Blog
Every CTO knows the numbers by now. Developers are more than 50% faster with AI assistants, and seeing up to 2× throughput gains. As you read this, your team probably uses Cursor, Claude Code, or Copilot, and they're shipping more code than ever.
The problem? More code means more change—and change is where systems break. DORA research shows that more than 70% of production incidents are caused by changes to systems.
With the fast adoption of AI coding tools, maintaining code is harder than ever. At your company, both the number and size of merged PRs have likely grown significantly year-over-year—each one another potential point of failure.
In 2015, Google researchers published a paper with a perfect metaphor: machine learning systems are "the high-interest credit card of technical debt." They documented how ML code introduces unique problems—hidden entanglement between components, configuration sprawl, glue code that nobody fully understands. The systems work, but they become exponentially more expensive to maintain, debug, and modify.
AI-generated code compounds debt even faster because nobody truly owns it.
When a human writes code, there's cognitive weight. They understand the tradeoffs, they remember why certain decisions were made, they can explain it in code review. That knowledge stays in their head and can be reconstructed when something breaks.
With AI tools, engineers click "Accept" repeatedly. The code appears, tests pass, PR merges. But reading code is not the same as writing it. The deep understanding that comes from wrestling with a problem, considering alternatives, making difficult tradeoffs—that never happens.
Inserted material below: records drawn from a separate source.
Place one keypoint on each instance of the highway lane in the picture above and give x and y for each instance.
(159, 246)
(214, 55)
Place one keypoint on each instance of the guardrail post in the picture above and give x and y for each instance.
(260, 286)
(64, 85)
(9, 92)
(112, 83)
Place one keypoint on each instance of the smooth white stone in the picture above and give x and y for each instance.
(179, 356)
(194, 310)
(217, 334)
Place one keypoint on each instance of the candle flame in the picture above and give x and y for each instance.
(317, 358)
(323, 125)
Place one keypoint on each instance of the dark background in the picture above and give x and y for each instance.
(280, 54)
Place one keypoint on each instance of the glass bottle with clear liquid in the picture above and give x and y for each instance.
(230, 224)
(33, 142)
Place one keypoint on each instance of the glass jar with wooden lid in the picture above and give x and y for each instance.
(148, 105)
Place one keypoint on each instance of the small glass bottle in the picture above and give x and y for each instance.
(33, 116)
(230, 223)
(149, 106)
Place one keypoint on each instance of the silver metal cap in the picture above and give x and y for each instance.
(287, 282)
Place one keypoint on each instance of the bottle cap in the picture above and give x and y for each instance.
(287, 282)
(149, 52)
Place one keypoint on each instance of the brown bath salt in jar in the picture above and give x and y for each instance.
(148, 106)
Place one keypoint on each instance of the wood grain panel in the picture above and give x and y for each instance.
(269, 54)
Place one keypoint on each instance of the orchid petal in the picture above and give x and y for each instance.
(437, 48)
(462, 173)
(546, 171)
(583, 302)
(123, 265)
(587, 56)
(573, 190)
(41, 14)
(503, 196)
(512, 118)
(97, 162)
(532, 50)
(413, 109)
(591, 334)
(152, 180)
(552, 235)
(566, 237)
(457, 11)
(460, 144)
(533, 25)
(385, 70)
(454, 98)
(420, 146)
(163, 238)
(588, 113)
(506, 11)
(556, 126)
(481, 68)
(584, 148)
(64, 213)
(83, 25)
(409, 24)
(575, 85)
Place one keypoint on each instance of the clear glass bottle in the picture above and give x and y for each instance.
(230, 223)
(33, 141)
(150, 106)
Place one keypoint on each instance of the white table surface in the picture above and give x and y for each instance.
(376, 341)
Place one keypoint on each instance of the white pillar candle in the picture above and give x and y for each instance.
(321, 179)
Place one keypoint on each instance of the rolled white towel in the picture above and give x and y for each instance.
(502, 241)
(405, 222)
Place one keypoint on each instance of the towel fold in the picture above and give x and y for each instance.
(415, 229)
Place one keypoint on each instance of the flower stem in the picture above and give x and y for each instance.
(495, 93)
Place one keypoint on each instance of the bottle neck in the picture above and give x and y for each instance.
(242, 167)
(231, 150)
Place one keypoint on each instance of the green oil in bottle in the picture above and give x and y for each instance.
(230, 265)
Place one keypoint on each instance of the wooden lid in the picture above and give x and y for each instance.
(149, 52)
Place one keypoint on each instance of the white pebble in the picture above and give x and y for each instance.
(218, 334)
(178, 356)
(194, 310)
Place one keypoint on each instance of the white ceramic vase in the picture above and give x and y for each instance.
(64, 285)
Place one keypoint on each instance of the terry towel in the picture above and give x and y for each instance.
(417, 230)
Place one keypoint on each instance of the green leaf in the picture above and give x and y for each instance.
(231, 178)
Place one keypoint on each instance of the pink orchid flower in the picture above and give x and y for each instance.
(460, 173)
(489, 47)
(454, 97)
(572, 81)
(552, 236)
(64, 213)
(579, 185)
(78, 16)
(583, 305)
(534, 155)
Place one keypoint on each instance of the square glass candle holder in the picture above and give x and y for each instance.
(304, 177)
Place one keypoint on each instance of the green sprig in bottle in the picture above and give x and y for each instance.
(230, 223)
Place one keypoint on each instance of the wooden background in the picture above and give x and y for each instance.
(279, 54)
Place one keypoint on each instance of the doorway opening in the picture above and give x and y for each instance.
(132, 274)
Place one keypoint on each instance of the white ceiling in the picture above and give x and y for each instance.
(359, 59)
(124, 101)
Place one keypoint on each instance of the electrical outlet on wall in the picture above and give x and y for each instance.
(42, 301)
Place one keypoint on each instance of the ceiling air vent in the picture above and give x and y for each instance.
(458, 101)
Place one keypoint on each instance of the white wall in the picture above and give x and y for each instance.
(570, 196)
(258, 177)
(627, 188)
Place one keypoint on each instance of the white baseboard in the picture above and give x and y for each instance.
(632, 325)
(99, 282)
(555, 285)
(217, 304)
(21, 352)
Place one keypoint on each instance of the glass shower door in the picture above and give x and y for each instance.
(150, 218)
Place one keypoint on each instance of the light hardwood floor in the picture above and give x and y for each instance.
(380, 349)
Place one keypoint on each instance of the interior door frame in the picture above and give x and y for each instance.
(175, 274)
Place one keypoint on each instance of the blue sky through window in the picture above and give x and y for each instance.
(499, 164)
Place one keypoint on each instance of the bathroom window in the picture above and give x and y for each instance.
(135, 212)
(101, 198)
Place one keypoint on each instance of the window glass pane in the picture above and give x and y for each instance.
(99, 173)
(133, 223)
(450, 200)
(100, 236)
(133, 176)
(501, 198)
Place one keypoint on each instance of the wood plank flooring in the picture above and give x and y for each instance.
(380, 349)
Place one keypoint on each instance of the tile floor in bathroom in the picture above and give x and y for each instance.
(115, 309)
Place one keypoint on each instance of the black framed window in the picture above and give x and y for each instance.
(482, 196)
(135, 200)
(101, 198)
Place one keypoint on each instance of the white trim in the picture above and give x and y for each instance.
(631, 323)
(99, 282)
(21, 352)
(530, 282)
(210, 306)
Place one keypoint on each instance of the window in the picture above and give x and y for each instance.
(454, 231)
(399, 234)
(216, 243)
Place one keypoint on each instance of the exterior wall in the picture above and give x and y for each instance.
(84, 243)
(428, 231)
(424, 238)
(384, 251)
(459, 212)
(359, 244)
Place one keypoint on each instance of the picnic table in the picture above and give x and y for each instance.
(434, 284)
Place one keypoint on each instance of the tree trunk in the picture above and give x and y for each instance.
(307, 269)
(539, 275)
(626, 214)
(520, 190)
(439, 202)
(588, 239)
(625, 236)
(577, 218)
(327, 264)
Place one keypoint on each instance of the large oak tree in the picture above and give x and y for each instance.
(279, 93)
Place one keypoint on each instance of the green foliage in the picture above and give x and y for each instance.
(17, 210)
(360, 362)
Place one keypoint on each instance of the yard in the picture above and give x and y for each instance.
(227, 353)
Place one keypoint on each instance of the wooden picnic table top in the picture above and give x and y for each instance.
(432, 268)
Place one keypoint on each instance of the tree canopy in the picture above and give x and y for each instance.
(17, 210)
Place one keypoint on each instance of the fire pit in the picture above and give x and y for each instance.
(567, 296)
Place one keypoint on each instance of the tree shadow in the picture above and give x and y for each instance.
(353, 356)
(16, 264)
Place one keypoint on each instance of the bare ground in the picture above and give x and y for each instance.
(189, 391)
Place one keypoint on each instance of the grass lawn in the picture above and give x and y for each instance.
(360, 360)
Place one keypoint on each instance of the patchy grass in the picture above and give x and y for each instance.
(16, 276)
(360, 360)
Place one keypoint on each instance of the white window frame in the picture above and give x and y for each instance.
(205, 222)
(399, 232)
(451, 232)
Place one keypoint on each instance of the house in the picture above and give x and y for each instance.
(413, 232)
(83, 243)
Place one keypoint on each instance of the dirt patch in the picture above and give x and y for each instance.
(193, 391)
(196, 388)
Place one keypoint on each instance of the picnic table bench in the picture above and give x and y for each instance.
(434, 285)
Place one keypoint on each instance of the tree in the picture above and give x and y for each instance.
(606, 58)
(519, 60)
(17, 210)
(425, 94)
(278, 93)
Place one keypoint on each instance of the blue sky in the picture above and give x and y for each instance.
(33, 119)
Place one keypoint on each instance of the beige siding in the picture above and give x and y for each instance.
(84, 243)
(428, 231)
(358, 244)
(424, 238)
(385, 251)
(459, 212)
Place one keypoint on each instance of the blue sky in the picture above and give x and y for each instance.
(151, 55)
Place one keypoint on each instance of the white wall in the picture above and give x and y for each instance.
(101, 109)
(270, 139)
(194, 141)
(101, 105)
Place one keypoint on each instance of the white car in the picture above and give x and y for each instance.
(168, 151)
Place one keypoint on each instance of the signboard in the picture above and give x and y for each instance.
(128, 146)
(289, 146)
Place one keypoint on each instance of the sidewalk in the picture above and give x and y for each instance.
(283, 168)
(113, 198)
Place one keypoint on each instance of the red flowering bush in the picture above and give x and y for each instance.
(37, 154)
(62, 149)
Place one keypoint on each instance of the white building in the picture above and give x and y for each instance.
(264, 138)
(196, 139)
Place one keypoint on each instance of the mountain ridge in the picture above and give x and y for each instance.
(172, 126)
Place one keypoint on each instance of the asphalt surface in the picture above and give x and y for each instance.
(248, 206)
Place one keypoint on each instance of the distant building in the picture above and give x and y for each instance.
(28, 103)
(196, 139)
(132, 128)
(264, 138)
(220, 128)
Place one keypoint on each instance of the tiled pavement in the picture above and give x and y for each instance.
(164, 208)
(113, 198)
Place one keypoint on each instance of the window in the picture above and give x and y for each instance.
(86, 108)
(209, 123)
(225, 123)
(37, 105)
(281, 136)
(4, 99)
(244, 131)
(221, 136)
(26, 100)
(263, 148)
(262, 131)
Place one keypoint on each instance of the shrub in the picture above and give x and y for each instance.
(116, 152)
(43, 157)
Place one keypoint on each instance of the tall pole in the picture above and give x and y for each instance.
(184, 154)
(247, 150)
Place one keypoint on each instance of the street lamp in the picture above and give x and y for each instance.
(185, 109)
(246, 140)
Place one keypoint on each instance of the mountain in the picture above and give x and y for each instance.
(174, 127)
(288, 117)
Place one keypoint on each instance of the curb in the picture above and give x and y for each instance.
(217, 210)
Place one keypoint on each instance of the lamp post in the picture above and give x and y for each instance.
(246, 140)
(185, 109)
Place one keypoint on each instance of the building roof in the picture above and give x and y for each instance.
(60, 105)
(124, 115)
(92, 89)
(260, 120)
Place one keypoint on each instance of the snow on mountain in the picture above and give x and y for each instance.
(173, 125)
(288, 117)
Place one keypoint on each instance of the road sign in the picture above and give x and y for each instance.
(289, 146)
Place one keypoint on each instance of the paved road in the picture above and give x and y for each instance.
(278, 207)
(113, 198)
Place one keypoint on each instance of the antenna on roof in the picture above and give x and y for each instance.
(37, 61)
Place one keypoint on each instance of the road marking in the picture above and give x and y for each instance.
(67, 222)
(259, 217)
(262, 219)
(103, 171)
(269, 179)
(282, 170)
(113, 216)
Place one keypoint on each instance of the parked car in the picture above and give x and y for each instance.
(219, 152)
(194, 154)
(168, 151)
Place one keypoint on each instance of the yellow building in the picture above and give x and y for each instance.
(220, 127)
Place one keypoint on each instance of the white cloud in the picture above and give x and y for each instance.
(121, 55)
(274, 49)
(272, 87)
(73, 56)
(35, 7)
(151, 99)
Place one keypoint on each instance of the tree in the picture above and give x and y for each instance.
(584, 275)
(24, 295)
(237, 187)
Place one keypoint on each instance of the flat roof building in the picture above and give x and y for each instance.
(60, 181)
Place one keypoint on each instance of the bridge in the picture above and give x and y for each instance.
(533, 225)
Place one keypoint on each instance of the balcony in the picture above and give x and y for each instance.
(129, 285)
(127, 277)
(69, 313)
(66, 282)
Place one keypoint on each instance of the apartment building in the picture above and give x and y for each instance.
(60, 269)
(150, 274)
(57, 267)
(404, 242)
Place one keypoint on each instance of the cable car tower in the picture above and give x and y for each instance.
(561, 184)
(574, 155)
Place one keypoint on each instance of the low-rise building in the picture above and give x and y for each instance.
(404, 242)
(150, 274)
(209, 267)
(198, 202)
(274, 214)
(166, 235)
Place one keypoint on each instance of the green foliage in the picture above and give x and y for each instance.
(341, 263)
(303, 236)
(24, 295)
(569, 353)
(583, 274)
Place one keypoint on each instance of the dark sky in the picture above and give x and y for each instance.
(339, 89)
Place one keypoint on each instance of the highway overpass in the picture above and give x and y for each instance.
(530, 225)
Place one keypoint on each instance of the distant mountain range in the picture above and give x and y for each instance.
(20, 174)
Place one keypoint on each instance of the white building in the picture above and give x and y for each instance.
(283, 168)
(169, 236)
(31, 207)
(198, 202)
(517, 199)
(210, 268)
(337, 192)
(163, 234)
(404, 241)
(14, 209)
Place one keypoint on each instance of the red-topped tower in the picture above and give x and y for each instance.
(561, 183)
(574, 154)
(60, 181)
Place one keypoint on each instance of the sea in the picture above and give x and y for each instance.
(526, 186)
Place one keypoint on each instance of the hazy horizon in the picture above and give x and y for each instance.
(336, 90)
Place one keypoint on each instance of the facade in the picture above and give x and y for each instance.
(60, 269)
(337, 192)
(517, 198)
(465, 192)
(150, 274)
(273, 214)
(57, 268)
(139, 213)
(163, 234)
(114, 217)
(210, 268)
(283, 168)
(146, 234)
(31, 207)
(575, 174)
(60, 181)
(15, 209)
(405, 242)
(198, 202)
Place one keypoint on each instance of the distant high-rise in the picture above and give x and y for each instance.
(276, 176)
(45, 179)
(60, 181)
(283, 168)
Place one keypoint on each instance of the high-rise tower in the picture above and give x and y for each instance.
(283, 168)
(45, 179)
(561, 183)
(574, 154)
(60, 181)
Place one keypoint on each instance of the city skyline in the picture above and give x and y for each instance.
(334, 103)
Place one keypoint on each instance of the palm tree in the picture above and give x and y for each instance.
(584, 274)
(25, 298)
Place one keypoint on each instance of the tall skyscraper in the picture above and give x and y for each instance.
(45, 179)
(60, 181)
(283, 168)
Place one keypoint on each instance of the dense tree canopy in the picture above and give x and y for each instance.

Six months from now, when something breaks, the person debugging it is starting from zero. Worse, they're debugging code that may be syntactically correct but doesn't encode any of your system's actual invariants, undocumented assumptions, or performance characteristics.
The economics of software haven't changed in 50 years: maintenance consumes up to 80% of lifecycle costs. But AI is radically changing the composition of that maintenance burden. It's shifting from "extend the system" to "understand what the system actually does."
Here's the uncomfortable truth: the teams using AI most aggressively will be the first to collapse under operational load.
Not because AI writes bad code—it doesn't, most of the time. But because operational complexity scales with change velocity, and AI just multiplied your change velocity without multiplying your ability to understand, monitor, or debug what's running.
Google's Site Reliability Engineering handbook has a forcing function: keep toil at or below 50% of engineering time. Toil is the repetitive, manual, interrupt-driven work that scales linearly with system growth—pages at 3am, manual deploys, debugging outages, chasing down config issues. When toil exceeds 50%, teams lose the capacity to invest in reliability improvements. They enter a death spiral: maintenance consumes all capacity, preventing the very investments that would reduce maintenance.
Most SRE teams are already stretched. They're already dealing with Mean Time to Detect numbers that are too high and incident rates that are too frequent. Now you're flooding them with changes they didn't write, don't fully understand, and have to debug in production when they break.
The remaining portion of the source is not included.